The New Stadium

I made a few posts early in December about attending a football game for the first time in many years.  I included some photos and a video which showed the dilapidated off-campus stadium that Florida Atlantic University’s football team  had been playing in, and I noted that the university would play in a new stadium on its main campus in Boca Raton this coming September.

Yesterday, FAU put the following animated video on YouTube showing what their shiny new facility will look like.  It is quite impressive.

I don’t agree with a public university building an expensive athletic facility in an economic climate in which the state government is drastically cutting back on funding education at all levels and raising student tuition and fees – especially when these conditions existed well before the groundbreaking for the new facility, with ample time for the university to reconsider its priorities.

The university would counter, I’m sure, that very little funding for the new stadium has come from public coffers – that funds were either privately raised from university supporters or came to the university as a result of offering their football team as sacrificial lambs to major college football factories.

In the latter case, FAU contracted to play games at the venues of several major college football powers, knowing full well that their team would not be able to compete against these much superior teams. In return they received large sums of money to offset the costs of their athletic programs and to provide major contributions towards building the stadium.  The major colleges have no concern that playing lesser competition would result in  lower attendance.  Their stadia will be filled to capacity regardless of the opposition.  Plus the guaranteed outcome pleases their fans and improves their won-loss records, enhancing  their prospects for invitations to major bowl games and their huge financial rewards.

In the past four years FAU played ten away games against such powerhouses as Nebraska, South Carolina, Texas, Michigan State, Minnesota, Kentucky and Florida – losing all of them by a combined score of 416 to 111.  The disparity in talent was even greater than the scores would indicate, in that their opponents would early on begin substituting freely with 2nd and 3rd string players.

I’m sure the FAU players enjoyed the experience of playing against these powerful teams in their huge and famous stadia before crowds of 70,000 to 100,00o and all the surrounding spectacle.

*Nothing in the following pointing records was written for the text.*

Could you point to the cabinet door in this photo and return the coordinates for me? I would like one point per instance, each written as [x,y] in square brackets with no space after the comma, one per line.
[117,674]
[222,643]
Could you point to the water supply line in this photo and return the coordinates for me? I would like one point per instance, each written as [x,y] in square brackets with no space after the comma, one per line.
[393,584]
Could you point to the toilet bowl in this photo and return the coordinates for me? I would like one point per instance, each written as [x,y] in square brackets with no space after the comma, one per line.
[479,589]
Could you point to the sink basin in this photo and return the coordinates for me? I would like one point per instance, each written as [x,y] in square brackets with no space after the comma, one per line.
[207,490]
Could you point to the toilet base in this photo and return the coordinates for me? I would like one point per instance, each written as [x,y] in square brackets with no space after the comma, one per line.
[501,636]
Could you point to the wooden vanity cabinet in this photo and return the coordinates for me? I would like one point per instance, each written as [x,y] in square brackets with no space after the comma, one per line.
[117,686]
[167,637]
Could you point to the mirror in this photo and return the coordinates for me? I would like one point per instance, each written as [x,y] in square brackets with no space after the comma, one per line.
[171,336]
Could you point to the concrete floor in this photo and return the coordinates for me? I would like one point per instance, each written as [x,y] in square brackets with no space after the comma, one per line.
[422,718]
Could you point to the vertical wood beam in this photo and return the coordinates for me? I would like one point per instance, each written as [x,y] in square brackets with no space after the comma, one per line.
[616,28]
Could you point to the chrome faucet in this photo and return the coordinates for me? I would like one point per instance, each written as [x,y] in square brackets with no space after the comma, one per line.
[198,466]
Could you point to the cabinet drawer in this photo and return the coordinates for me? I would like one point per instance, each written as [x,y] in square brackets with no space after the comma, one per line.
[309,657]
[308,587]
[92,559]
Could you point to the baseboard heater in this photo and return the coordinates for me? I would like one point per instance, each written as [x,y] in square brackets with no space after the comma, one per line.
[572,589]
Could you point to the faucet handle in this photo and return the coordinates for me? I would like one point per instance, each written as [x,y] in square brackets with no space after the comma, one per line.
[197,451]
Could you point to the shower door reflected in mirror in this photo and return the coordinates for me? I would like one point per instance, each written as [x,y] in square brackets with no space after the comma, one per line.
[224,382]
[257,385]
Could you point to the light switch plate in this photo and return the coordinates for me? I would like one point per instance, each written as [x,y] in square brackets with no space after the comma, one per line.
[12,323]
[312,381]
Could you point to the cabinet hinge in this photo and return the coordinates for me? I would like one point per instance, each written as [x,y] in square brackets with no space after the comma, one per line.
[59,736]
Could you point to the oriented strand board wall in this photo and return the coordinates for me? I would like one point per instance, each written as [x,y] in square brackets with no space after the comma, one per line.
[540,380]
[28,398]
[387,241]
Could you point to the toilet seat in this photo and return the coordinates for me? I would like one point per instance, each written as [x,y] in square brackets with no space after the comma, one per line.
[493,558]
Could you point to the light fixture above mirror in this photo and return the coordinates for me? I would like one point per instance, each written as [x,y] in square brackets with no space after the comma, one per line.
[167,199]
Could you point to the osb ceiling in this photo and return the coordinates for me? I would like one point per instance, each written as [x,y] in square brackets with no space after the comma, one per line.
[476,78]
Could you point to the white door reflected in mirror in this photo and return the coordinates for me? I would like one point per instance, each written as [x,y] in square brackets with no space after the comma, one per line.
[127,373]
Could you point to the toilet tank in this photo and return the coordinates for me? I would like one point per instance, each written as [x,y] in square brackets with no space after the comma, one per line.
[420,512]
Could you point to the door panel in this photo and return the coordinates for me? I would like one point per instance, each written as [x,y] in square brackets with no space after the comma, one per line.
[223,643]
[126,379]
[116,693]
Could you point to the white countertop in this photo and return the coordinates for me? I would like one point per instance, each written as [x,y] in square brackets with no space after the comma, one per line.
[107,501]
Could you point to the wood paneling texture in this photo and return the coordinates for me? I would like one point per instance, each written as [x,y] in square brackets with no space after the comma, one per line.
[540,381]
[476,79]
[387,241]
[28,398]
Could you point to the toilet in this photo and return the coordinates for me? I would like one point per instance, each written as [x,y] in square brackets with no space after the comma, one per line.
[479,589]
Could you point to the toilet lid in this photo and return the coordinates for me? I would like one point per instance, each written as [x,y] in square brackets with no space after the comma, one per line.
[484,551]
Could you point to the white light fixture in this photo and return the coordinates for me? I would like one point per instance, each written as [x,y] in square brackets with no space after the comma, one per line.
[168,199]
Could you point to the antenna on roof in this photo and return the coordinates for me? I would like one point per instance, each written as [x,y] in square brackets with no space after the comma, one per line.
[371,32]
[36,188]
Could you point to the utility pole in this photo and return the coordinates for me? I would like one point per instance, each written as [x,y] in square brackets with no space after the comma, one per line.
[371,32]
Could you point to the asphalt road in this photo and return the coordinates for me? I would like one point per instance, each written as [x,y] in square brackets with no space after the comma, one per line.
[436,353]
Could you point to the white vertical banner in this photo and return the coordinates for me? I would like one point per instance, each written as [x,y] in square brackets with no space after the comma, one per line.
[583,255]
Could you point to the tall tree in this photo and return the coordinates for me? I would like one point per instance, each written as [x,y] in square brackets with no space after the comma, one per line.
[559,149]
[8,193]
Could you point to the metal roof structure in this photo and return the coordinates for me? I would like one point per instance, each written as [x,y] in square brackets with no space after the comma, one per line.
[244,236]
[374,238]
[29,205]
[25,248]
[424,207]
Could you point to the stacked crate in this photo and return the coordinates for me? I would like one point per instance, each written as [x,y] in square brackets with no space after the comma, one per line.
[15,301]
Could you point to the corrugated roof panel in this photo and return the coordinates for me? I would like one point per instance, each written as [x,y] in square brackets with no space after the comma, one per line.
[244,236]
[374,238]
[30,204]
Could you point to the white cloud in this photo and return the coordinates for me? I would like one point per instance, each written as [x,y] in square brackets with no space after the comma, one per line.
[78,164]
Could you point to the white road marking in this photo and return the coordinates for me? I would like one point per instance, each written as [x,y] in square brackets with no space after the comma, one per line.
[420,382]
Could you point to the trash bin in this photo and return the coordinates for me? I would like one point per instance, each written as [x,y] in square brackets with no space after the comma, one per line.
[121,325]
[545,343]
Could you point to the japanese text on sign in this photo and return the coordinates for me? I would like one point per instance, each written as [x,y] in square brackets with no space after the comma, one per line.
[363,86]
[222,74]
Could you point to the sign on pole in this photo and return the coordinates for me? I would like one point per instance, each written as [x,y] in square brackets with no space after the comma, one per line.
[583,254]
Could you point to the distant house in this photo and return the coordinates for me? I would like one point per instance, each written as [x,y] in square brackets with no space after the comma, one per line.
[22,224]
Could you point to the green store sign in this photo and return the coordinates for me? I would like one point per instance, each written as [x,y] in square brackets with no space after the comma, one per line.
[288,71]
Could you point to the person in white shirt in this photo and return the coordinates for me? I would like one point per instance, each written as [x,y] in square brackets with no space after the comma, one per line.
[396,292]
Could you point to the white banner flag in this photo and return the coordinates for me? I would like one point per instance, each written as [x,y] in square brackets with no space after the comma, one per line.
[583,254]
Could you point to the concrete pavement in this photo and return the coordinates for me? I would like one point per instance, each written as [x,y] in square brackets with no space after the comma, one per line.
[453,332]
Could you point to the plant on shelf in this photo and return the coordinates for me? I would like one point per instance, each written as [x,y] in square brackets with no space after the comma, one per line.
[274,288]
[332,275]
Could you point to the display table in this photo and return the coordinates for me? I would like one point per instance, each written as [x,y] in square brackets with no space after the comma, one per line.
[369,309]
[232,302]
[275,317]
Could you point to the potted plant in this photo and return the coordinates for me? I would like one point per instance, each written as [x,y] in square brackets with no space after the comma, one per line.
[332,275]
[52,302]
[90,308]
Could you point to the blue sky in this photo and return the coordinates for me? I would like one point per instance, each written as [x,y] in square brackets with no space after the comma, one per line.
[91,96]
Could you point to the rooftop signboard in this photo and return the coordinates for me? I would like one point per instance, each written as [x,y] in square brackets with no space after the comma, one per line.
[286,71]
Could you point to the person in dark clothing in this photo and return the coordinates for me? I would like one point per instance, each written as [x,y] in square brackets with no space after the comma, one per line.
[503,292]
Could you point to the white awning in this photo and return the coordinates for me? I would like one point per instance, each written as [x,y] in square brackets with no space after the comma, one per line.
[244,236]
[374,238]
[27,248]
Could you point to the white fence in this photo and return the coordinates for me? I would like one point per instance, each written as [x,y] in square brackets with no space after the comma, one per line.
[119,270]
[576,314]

I wouldn’t have even the slightest concern were FAU a private institution. However, it is not.  As a taxpayer and a firm believer in the vital importance of education I believe these “slaughter” revenues should  have been used exclusively for purposes enhancing higher education, and that the football stadium project should have been deferred.  Perhaps I am mistaken, but I thought that providing students a quality education at a reasonable cost was the primary mission of the university.     …………………………..Silly me!   😉



Filed under Personal Views, Videos

4 responses to “The New Stadium

  1. Steve

    I agree with you but I suspect that we are in the minority, at least the minority of the people that decide these things.

    • Ed

      Sad – but true. But I can definitely guarantee you that there will me a major reordering of priorities when I take over! Heehee…..

  2. In the UK we don’t have so many of these huge stadia but one of the big ‘selling points’ here is community involvement and community use of the finished facility.

    In other words it should also be used by other groups of young people and adults who are not attending the college or university (or school). Since our Association Football clubs have their own stadia (almost without exception) we’re mostly talking about lesser teams and other sports, none of which has a fraction of the money which is lavished on ‘the beautiful game’!

    It seems a rather different perspective here without anything like that amount of commercialisation!

    • Ed

      Like most Americans I go gaga over anything that involves hitting, kicking, carrying, throwing or bouncing a ball. And I believe athletic competition at schools at all levels is a positive aspect of the educational experience for young people, whether they participate or just watch. It fosters a sense of pride and belonging; being a part of something greater than oneself that one can identify with long after his education is finished.

      Nevertheless, I can’t understand how institutions of higher learning can justify paying football coaches million dollar salaries, support them with armies of highly paid assistants and state of the art facilities plus build stadia costing in the hundreds of millions of dollars, while limiting the pay of tenured full professors to a small fraction of the coaches’ salaries and claiming that scarce resources require raising tuitions and fees. It certainly demonstrates that there is something radically wrong with our sense of priorities.